This week I experimented with using different kinds of neural nets to generate text and music (listen to my music generation results here). I grabbed the Kaggle Wine Reviews dataset and used that text to train a character prediction model.
I first used a plain RNN. Each letter feeds into a linear layer, but then the output of that layer loops back, and is concatenated with the next letter and given as input to that same layer. I was curious to try out a “skip” connection idea – taking inspiration from ResNet and the idea of giving two parallel paths for the data: one direct, and one through a linear-relu combination. I take the output from one character and feed it not only as input for processing the next character, but also give it a shortcut path (so it is part of the input a few or several characters later). I also tried a variation where the history of the last 10 characters was put into a small neural net, and I considered the output from that as a hidden state that I passed to the next timestep.
All of these variations trained well, but I didn’t find a combination that trained reliable more quickly or to a better accuracy. (I tested the models on their ability to predict the next letter of the wine review corpus, after having been fed 24 characters in a row). I also tested a GRU layer on this task, and reached similar, but reliably better accuracy.
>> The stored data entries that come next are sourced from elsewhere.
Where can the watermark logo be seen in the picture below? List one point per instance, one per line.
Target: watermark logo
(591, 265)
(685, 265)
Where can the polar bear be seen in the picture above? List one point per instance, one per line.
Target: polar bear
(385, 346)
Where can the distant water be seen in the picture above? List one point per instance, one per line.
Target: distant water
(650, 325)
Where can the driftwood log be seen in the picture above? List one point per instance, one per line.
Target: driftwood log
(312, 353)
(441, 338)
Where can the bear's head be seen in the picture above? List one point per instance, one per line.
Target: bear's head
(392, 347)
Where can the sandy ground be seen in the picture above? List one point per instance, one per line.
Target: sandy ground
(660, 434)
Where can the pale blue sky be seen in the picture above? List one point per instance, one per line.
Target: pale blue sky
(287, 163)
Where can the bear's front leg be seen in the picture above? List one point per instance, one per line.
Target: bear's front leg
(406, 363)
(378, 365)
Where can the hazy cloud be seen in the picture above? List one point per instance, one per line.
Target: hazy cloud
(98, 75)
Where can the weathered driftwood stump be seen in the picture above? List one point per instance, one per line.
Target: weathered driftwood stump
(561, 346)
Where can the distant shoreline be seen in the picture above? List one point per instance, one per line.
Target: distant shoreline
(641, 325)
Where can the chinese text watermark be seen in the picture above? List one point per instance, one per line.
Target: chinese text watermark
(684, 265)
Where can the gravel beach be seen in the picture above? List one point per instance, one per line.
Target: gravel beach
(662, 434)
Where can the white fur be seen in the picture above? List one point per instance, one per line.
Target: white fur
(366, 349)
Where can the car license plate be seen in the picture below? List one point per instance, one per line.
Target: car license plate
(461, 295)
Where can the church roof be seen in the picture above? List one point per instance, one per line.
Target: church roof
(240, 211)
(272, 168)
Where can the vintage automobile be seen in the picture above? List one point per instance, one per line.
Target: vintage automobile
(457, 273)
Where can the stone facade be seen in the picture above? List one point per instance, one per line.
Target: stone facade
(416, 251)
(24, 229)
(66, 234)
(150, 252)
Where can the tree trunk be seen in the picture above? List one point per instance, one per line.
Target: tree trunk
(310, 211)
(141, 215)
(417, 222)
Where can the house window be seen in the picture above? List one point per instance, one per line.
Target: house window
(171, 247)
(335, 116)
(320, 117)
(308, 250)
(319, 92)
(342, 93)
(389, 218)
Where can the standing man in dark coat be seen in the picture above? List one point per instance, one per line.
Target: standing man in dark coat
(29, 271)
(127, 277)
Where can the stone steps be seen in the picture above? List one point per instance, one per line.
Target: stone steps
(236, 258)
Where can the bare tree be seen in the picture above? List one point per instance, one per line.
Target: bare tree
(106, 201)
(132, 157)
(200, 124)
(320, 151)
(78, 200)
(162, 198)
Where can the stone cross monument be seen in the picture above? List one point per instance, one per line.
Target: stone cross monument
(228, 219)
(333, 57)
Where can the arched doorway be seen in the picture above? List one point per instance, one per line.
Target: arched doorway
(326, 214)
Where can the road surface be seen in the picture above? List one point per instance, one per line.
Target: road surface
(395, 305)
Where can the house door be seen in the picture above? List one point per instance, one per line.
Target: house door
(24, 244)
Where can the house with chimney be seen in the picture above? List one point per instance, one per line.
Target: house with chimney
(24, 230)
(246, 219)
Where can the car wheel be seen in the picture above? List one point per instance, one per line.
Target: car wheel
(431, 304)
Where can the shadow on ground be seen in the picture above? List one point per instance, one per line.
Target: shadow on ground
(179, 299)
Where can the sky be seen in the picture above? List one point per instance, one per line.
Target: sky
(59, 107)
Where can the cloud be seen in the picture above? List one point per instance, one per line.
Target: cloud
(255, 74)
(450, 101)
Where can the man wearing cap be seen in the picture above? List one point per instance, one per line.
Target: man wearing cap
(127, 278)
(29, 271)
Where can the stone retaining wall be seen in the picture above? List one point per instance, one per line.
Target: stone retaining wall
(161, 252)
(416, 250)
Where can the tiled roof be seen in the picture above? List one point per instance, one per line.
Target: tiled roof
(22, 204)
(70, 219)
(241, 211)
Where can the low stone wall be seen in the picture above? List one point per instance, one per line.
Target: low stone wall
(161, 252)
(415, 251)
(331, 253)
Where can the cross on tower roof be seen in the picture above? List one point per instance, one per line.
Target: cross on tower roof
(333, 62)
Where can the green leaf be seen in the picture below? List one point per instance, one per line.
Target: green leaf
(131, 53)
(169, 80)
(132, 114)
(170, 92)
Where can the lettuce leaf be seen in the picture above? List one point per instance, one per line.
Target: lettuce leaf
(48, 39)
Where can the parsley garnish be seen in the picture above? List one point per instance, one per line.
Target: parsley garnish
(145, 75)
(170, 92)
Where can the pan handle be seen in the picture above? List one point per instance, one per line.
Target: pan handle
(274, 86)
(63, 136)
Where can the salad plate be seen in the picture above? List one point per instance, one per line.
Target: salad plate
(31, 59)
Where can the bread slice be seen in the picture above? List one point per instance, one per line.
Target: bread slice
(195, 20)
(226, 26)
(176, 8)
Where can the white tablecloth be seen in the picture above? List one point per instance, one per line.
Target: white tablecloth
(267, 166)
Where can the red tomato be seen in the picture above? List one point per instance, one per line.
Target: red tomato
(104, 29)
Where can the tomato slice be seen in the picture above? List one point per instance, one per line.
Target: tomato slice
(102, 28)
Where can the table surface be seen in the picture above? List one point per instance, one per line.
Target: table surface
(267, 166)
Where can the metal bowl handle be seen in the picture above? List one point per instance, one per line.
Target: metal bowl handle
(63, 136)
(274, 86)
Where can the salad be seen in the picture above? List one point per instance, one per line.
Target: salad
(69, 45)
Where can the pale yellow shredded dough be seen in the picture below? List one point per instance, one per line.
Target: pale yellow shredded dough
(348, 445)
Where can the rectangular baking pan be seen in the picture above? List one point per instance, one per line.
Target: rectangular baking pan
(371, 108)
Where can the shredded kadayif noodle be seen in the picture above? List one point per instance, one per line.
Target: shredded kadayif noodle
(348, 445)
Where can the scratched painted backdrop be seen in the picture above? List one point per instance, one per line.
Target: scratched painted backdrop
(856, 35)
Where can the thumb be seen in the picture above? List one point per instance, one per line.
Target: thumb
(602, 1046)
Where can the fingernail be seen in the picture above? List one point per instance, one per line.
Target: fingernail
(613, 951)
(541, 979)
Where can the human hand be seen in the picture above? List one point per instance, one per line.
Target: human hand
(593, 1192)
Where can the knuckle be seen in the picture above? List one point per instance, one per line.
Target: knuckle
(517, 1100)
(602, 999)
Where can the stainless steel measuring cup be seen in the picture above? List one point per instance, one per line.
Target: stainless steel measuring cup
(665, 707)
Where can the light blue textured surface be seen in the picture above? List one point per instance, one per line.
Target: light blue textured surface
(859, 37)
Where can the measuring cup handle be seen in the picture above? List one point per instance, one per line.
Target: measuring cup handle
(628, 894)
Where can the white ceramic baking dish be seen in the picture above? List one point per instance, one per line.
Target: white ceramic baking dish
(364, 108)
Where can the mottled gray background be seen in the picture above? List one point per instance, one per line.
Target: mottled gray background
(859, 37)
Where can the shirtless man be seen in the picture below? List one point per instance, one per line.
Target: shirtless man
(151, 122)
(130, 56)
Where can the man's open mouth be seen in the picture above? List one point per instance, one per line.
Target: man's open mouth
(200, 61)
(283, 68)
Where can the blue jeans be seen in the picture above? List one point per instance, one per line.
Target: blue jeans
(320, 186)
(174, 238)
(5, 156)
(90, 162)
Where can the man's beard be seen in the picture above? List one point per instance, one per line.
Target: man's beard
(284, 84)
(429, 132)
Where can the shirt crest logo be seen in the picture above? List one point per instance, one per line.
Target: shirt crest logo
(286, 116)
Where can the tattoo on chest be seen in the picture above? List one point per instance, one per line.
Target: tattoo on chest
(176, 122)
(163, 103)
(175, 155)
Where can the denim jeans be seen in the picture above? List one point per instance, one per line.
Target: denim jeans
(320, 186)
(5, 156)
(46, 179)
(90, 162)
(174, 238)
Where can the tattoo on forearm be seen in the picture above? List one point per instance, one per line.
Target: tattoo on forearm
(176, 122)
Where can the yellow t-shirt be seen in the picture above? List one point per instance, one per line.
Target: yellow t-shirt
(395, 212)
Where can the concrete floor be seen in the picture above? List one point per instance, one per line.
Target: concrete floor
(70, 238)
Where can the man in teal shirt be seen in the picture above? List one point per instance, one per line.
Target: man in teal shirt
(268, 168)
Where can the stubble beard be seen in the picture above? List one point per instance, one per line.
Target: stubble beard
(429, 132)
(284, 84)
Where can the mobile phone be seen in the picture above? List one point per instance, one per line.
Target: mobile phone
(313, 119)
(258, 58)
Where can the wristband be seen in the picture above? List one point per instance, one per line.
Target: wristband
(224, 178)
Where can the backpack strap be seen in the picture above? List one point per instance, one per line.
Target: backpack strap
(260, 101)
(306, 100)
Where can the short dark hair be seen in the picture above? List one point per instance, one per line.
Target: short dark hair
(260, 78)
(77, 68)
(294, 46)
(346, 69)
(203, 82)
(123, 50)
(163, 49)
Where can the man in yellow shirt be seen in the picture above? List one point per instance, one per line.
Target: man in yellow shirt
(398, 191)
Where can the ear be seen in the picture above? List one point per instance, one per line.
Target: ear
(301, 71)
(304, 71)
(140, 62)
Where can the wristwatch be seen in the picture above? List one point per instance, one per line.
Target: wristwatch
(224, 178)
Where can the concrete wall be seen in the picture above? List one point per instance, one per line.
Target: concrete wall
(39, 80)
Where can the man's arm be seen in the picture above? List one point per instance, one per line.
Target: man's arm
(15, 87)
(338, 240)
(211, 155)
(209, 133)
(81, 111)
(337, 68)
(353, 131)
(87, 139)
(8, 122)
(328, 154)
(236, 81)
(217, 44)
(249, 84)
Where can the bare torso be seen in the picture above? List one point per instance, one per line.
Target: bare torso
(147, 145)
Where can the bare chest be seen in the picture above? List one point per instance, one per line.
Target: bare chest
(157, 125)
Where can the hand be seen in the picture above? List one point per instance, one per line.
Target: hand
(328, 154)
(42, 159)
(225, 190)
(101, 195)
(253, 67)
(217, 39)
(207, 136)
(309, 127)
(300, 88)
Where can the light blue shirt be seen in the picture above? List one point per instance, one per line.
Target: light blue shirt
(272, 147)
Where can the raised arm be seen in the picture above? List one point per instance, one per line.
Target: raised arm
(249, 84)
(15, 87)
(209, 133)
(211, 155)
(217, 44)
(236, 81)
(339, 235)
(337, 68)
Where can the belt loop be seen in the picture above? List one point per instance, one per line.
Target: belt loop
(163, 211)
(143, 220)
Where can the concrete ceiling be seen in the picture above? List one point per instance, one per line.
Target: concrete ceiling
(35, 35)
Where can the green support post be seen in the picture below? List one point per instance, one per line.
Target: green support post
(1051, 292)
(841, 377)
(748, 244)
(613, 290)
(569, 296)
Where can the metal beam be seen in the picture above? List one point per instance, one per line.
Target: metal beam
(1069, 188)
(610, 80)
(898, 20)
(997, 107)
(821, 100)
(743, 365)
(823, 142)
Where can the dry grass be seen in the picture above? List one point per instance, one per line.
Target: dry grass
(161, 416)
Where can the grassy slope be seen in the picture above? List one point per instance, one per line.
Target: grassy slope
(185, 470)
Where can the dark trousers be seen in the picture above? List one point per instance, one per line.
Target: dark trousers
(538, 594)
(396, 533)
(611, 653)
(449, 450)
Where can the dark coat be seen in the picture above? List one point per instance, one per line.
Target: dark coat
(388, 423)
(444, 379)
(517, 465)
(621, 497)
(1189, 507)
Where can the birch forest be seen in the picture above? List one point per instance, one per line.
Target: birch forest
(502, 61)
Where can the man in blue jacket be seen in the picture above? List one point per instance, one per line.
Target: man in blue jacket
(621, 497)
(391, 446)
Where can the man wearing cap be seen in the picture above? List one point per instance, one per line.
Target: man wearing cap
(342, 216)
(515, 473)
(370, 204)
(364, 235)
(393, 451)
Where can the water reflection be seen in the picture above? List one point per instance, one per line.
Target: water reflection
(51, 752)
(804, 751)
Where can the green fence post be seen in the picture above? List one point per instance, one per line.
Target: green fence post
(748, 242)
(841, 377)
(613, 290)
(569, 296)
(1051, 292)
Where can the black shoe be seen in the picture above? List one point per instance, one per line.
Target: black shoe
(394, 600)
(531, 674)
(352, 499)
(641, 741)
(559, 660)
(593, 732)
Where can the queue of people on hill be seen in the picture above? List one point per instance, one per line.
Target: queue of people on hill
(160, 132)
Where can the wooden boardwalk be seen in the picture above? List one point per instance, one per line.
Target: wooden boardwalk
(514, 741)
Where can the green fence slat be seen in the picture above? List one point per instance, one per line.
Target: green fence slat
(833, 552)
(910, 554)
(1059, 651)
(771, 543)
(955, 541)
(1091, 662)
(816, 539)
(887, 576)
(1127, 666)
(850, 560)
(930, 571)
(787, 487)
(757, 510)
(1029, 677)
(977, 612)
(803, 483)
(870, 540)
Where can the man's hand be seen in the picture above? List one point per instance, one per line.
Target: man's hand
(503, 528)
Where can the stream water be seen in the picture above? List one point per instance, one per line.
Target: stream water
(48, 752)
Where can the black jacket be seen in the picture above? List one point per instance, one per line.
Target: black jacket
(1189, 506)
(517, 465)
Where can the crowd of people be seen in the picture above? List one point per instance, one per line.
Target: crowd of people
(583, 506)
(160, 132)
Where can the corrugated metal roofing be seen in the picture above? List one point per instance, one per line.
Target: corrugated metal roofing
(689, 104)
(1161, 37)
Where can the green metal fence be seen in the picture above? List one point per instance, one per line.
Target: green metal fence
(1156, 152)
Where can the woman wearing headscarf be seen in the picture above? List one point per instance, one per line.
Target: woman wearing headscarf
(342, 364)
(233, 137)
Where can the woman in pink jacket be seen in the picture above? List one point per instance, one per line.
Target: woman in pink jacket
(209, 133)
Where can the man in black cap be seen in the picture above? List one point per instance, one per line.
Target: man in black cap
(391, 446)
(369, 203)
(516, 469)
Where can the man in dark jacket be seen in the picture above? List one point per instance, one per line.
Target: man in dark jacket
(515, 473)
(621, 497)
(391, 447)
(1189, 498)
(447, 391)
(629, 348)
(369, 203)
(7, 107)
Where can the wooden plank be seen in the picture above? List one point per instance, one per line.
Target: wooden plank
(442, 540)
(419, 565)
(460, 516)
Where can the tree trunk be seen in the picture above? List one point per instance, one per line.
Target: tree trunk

As a fun aside from trying out these models, I was able to create some entertaining wine reviews. I start the models off with an initial seed (perhaps “Drink now through 2025. “) and then I ask the model to predict the next letter. I then feed this back into the model to ask for the next letter after that. When the model makes a prediction, you can choose either to take the model’s top guess, or you can choose to sample randomly, based on the likelihood it assigns each letter. I found the latter approach yielded much better results (in taking only the top prediction, there is far too much repetition, and I ended up with reviews like “cherries and fruit and cherries and fruit and cherries and fruit…”).
At each step, the model is predicting only the next character. It initially has no knowledge of words or grammar, and it only learns to predict the likelihood of each letter (a-z, A-Z, 0-9, and a few special letters with accents). Impressively, it learned to create fairly plausible reviews. Occasionally, it would create new words (including my new favorite – “winemanically”).